While all of your friends are doing electric-colored shots at Cabo Wabo and waking up in a stench of sweat and shame, you're getting the real taste of Baja California over in La Paz. Two hours north from Cabo San Lucas is this small beach resort community, known less for its mega-resorts and more for its desert-meets-sea beauty.
Cenotes of Cuzama
If you've stayed in Cancun or along the Riviera Maya, you've probably visited a cenote before, or at least seen a billboard for them. What is a cenote, you ask? It's a natural sinkhole in limestone bedrock that gives way to a series of underground rivers filled with crystal-clear water. Mexico's Yucatan Peninsula is known for its cenotes, but some of the most spectacular are the cenotes of Cuzama near Merida. These sinkholes were thought to be sacred by the ancient Mayans.
Chichen Itza? Been there, done that. Tulum? Yawn. If you want untapped and impressive Mayan history, head toward Campeche, the state that borders Quintana Roo. Here you'll find a massive jungle reserve that covers about 15% of Campeche's territory. Within this sprawling 1.8 million-acre jungle are some of the Mayan civilization's most staggering archaeological sites, including Calakmul. Only a small part of Calakmul has been uncovered and restored, but it's been determined that the site was occupied for about 1,400 years and was the main rival to the Tikal city in nearby Guatemala. You'll find burial crypts, as well as excavated buildings and tons of wildlife.
Pico de Orizaba
Yes, Mexico has AMAZING beaches. But for those of you who think Mexico is all sun and sand, it might interest you to know that 75% of Mexico's altitude is above 3,300ft. That's very far from the shore. This makes Mexico one of the best destinations in the world for mountaineering. Should you wish to try your luck, take a crack at Pico de Orizaba, Mexico's highest mountain. This lofty peak caps off at an impressive 18,491ft above sea level (in the United States, only Denali reaches higher) and its glaciated summits are known for mountaineering and climbing. Most travelers climbing these mountains will make their base in Puebla.

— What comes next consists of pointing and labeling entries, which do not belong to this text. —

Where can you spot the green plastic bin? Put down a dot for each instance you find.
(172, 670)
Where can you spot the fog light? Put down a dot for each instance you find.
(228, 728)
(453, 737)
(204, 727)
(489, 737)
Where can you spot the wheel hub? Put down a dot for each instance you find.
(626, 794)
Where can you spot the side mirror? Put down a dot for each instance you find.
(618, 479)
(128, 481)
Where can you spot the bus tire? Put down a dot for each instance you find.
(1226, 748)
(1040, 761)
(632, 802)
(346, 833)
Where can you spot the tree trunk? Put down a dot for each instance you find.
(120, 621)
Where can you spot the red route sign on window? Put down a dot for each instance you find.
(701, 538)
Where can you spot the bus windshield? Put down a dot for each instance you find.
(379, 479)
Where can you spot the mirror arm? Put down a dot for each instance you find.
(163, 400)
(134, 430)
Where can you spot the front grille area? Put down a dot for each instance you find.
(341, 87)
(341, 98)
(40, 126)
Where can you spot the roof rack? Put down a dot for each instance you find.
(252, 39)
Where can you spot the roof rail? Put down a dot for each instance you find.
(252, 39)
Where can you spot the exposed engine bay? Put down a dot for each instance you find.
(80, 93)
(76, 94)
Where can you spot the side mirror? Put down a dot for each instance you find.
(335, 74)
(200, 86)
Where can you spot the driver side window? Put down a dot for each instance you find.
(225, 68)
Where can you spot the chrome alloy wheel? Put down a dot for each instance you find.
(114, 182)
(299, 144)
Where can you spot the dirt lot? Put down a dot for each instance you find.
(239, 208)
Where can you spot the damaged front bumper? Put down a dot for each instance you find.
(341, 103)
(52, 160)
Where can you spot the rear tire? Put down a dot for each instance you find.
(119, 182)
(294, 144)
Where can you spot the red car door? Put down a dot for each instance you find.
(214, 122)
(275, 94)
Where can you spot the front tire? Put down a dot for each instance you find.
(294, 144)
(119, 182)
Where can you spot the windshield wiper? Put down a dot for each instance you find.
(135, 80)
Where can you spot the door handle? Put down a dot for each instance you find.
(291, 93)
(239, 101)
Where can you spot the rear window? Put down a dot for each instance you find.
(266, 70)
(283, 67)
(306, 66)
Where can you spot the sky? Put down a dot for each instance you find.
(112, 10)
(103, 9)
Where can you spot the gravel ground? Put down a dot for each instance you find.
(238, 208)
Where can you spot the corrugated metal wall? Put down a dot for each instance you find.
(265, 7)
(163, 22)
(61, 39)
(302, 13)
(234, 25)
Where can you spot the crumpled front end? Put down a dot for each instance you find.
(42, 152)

That glorious red nectar you drench everything in? It's actually named after a place -- a place you must visit immediately. This city in the state of Puebla is known for its Great Pyramid, a massive Aztec complex that is known as one of the largest archaeological sites in North America. Atop the complex is a beautiful sanctuary, Nuestra Señora de los Remedios, which makes for a great photo op with the looming -- and still active -- Popocatepetl volcano in the background.
Mineral de Pozos
Fun fact: Mexico is one of the world's leading producers of silver, and has been throughout history. Today it's possible to visit one of the largest, though now abandoned, mining towns. In the state of Guanajuato, visit Mineral de Pozos. You won't find a lot of action in this ghost town, but it's an eerie, cool glimpse into the past with its shells of buildings and the occasional tumbleweed. Inhabitants are slowly coming back to open things like boutique hotels and shops, so the time to go is now, lest it turn into an Epcot-ized version of its former self.